Dominic: いやわからないよ!というか誰でもないと思う(笑)。このアートワークはトーマー・ハヌカ(ジャック・ホワイトのシングルも担当している)が担当してくれたんだ。NYで活動しているペインターなんだ。彼のスタイルが好きで、描いてもらえないか頼んだんだ。

ー黄色と黒で統一されていますが、これらはあなたちのテーマカラーですよね。

Ady: そうだね、いつもこの色を使っているね。

ーなぜデビューアルバムを『The Making Of』というタイトルに付けたのでしょうか。

Dominic: これは収録されている曲の名前でもあるね。映画や本でよくある”Making-of(裏話、舞台裏)”ていうのがあるじゃない、それがクールだと思ったんだ。デビューアルバムだから僕たちにとってスタートになるような意味合いも含ませたかったんだ。

ーオリ・ベイストン(ex.Keith)ら複数のプロデューサーが参加していますね。

Ady: さっき言ったようにこれは曲のコレクションだからね。オリは元々友人だったんだ。プロデューサーの人たちは、そういった人脈でお願いすることもあれば、自分たちで探してお願いすることもあるけど、それぞれの曲とか目的に人を選んだんだ。

ー去年インタビューをしたとき、あなたたちはかなり映画に精通している印象でした。「To Die For」のMV面白いですね。

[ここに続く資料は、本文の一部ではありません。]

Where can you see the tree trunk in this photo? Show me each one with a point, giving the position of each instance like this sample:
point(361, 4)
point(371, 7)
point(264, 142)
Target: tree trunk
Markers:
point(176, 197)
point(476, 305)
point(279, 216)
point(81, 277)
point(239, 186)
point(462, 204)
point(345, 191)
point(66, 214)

Dominic: あれが好きなの?!はははっ(爆笑)。たぶんこれが好きって言ってくれたの君ぐらいだよ!このビデオを企画していたときにちょうどツアーで旅してたときでさ。僕の兄も来てくれてアイディアを出してくれたんだけれど、ダークな内容にななっているよね。1番の見所はギターに包帯が絡まっているところかな、いやそんな重要じゃないか(笑)。とにかく君がこれを好きって言ってくれて嬉しいよ。

ー1月にイギリス国内で行われたツアー『The Swarm Over Essexxx Tour』のドキュメンタリー映像を観ました。ジム・ジャームッシュのようなロードムービーのようでとてもかっこよかったです。同映像の監督は、Blurのドキュメンタリー『No Distance Left to Run』やLCD Soundsystemのドキュメンタリー『Shut Up and Play the Hits』を手掛けた映像作家ユニットthirtytwoが担当していたと思いますが、なぜ彼らを監督にえらんだのでしょうか。

Dominic: そうだね、確かにロード・ムービー風なんだ。監督とは友達で僕の兄とたくさんMVを作っていた人なんだ。それでお願いして、ツアー・ドキュメンタリーを作ったんだ。

Ady: 常にカメラが回っていて僕たちは素晴らしい経験をできたよ。

ー東京でもビデオを撮ったらどうでしょう。

Dominic: 良いね!僕たちもっとドキュメンタリーをやりたいんだよ!だから次東京に来たときは撮りたいね。東京はエキサイティングな場所だから面白いと思うんだ。

ー一方でいつも映画風のビデオなのに「Where You At」のビデオはシンプルで驚きました。

Dominic: そうだね。このビデオはバンドっぽさを出したかったんだ。これも僕たち気に入っているんだけどね。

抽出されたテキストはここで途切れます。